To muddle through the declining fluid milk processing profits due to increased money-offs on private label milk distribution and weak sales volume, Dean Foods is taking prudent steps, including price realization by passing input cost inflation to customers, cost reduction initiatives and increasing volume performance. These fundamental steps will facilitate in stemming the decline while rebuilding the company’s profitability.

Moreover, Dean Foods continues to make headway in its efforts to achieve the lowest cost position in the industry. The company has benefited from its continued focus on cost reduction initiatives across the businesses including headcount reductions. The company also intends to move aggressively toward streamlining its cost structure while aiming to achieve total cost savings of $300.0 million by the end of fiscal 2011 under the cost reduction program started in 2009.

Further, Dean Foods has taken strategic steps to optimize its capital allocation and concentrate on core business activities. Consequently, during current fiscal 2011, the company has divested its underperforming business unit operations of dairy processing facility in the Southeast and expects more closures over the balance of the year.

However, Dean Foods’ business is heavily dependent on commodities such as raw milk, soybeans, and fuel and other. The company’s performance may be adversely affected due to volatility in the prices of these commodities, which are based on market conditions and governmental regulations.

In addition, Dean Foods is heavily dependent on a handful of customers, including large discounters, supermarkets and warehouse clubs.
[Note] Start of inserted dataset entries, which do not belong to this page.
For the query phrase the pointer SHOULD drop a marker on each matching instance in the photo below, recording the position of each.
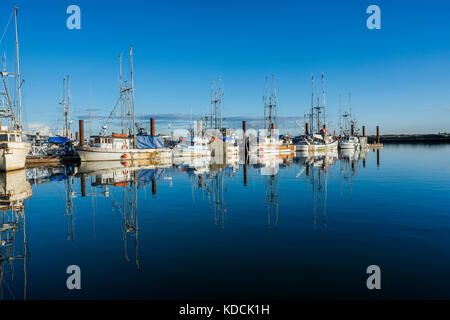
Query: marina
(213, 154)
(343, 208)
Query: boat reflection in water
(14, 190)
(208, 174)
(128, 177)
(317, 166)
This considerably reduces Dean Foods’ pricing power against these giant retailers, thereby exerting pressure on margins and limiting profitability.
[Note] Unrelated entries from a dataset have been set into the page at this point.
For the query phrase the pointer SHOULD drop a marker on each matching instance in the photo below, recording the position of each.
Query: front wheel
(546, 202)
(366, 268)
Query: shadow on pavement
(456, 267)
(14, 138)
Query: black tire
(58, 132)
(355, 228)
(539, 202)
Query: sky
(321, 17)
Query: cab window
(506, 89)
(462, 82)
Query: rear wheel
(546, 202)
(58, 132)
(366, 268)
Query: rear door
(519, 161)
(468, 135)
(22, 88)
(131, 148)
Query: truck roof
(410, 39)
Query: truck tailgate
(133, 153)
Above all, in the recent years, the retail grocery industry has experienced significant consolidation, and as a result, competition has intensified among dairy product suppliers. Dean Foods experiences stiff competition, especially at the processor level, in all major product lines and geographic markets. Therefore, the company could suffer significantly from the loss of any large regional grocery chain. Dean Foods competes not only with various dairy processors for shelf space, but also with various beverages and nutritional products. The company’s major competitors include Kraft Foods Inc. (KFT) and ConAgra Foods Inc. (CAG).